Jakarta, CNBC Indonesia - Aktivitas manufaktur Indonesia masih ekspansif pada Juni 2022. Namun merupakan yang paling lambat dalam sepuluh bulan.
Pada Jumat (1/7/2022), S&P Global merilis data aktivitas manufaktur yang dicerminkan dengan Purchasing Managers' Index (PMI). Untuk periode Juni 2022, PMI manufaktur Indonesia ada di angka 50,2.
PMI menggunakan angka 50 sebagai titik mula. Jika di atas 50, maka artinya dunia usaha sedang dalam fase ekspansi. Sementara di bawah itu artinya kontraksi.
Produksi manufaktur Indonesia bertahan di zona ekspansi ditopang oleh peningkatan permintaan.
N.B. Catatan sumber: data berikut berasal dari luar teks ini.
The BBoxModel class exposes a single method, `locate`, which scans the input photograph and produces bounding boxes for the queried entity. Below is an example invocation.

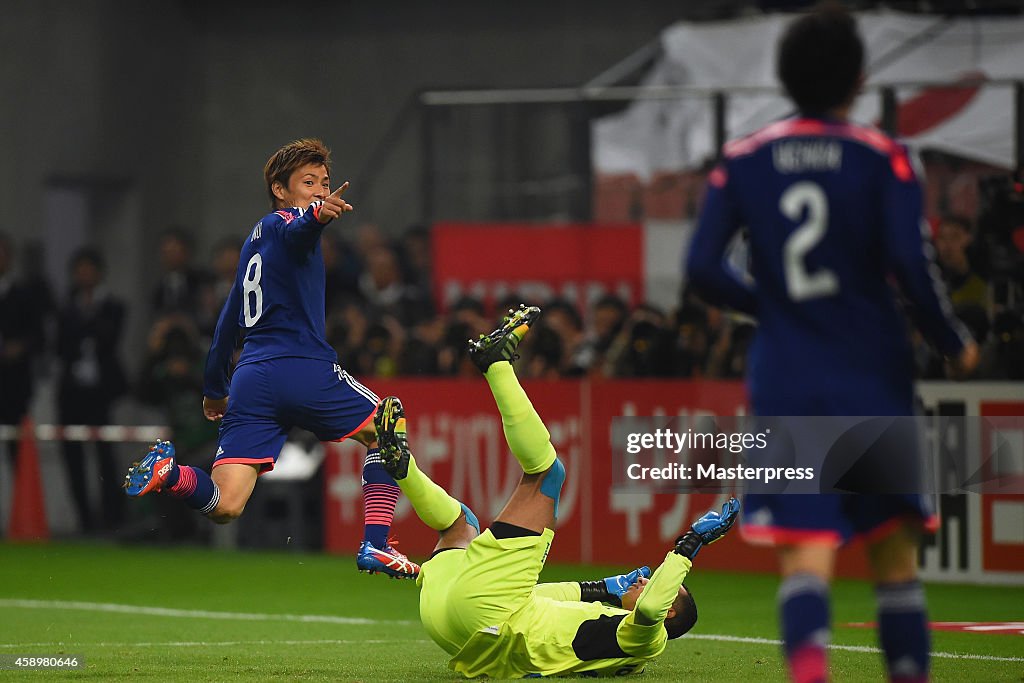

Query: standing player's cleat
[355,540,420,579]
[374,396,410,481]
[469,303,541,373]
[124,441,174,498]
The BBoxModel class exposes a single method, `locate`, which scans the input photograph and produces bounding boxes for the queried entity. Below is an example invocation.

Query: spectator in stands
[543,299,593,377]
[935,215,988,308]
[977,309,1024,381]
[57,247,127,531]
[605,304,672,377]
[321,232,362,317]
[399,225,433,296]
[670,304,710,378]
[579,294,630,374]
[198,238,241,339]
[359,246,433,327]
[437,297,488,377]
[153,227,208,317]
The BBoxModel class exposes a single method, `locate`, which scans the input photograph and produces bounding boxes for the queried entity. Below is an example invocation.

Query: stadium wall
[325,380,1024,584]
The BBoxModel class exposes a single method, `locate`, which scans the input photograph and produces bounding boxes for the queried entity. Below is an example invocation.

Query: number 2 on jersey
[778,180,839,301]
[242,252,263,328]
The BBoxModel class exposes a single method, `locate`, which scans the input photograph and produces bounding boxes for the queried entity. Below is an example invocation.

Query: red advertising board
[431,222,644,309]
[325,379,888,575]
[980,400,1024,571]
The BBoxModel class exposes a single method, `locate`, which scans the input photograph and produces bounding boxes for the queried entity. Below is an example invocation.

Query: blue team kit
[687,118,968,545]
[204,202,378,472]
Dalam laporannya S&P menyebut adanya kenaikan volume pesanan baru yang lebih tinggi karena aktivitas pembelian yang masif.
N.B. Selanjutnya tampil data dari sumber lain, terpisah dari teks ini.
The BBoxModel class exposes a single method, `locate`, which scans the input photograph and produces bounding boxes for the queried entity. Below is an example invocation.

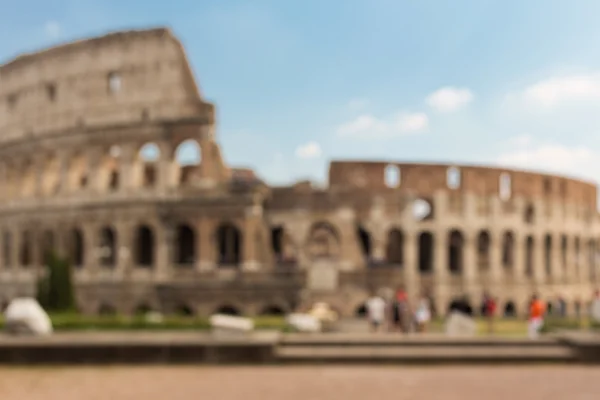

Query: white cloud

Aktivitas pembelian meningkat selama sepuluh bulan berturut-turut dengan pertumbuhan paling tinggi sejak Januari.
Persediaan pra-produksi secara luas tidak berubah. S&P Global melaporkan perusahaan yang disurvei mencatat sedikit peningkatan dalam persediaan pasca produksi menjelang peluncuran produk baru.
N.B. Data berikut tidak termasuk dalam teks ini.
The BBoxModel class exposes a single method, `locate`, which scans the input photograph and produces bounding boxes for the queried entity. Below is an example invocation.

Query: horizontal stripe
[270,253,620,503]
"Kesehatan umum sektor manufaktur Indonesia hampir stagnan pada bulan Juni, menurut data S&P Global PMI. Volume buku pesanan meningkat pada tingkat paling lambat dalam sepuluh bulan, dengan beberapa mencatat peningkatan output disebabkan oleh upaya untuk meningkatkan persediaan pasca produksi," kata Lauran Denman, Ekonom di S&O Global Market Intelligence.
"Pada saat yang sama, permintaan luar negeri menyentuh titik terendah sejak September 2021, menandakan bahwa ekspansi permintaan secara keseluruhan saat ini sedang ditopang oleh pesanan domestik," tambahnya.
Sementara itu, kendala rantai pasokan masih jadi kendala dari sisi input. Akibatnya harga bahan mentah tetap langka dan harganya kian mahal sehingga beban menjadi bertambah.
Tekanan inflasi masih bertahan seiring dengan lajunya yang makin cepat tiap bulan. Selain itu, kenaikan PPN menjadi 11% baru-baru ini dilaporkan memperburuk masalah rantai pasokan dan inflasi yang membuat beban produksi makin tinggi.
Diprediksi tingkat inflasi Indonesia akan mencapai target 4% bahkan lebih. Sehingga akan timbul kenaikan suku bunga yang makin mempersempit industri untuk ekspansi karena biaya kredit yang juga berpotensi makin tinggi. Ini juga akan jadi risiko penekan aktivitas manufaktur ke depan.
Sejalan dengan biaya produksi yang tinggi, produsen pun membebankan biaya lebih tinggi kepada konsumen.
"Menurut data Juni, tekanan harga tetap bertahan karena perusahaan terus memilih untuk berbagi biaya bahan baku yang lebih besar dengan pelanggan mereka. Kenaikan harga tetap menjadi risiko penurunan pertumbuhan, dan jika inflasi terus memburuk, permintaan domestik dapat terpukul, yang bisa berarti sektor manufaktur Indonesia semakin kehilangan momentum pertumbuhan," jelas Denman.
Sementara itu, penurunan tingkat pekerjaan tercatat pada bulan Juni, menyusul peningkatan jumlah angkatan kerja selama lima bulan berturut-turut. Pada saat yang sama, tingkat pekerjaan yang luar biasa turun sedikit.
Laju PMI Manufaktur Indonesia sendiri berada di posisi ke-6 dari 7 negara yang di survey di regional ASEAN.
Singapura menjadi negara dengan laju PMI tertinggi dengan 59,3. Posisi kedua dan ketiga ada Vietnam dengan skor 54 dan Filipina dengan 53,8. Kemudian diikuti Thailand (50,7), Malaysia (50,4). Posisi paling bontot diisi oleh Myanmar yang tergelincir ke zona kontraksi dengan 48,2.
Optimisme di seluruh sektor manufaktur Indonesia terlihat. Ada harapan perbaikan ekonomi yang berkelanjutan dan penguatan kondisi permintaan secara luas sebagai pendorong kepercayaan. Namun jika kemudian inflasi terus naik, bukan tidak mungkin aktivitas manufaktur Indonesia akan terlempar ke zona kontraksi. Sebab biaya input yang tinggi akan membuat beban pelanggan yang membeli semakin besar sehingga berpotensi menurunkan permintaan.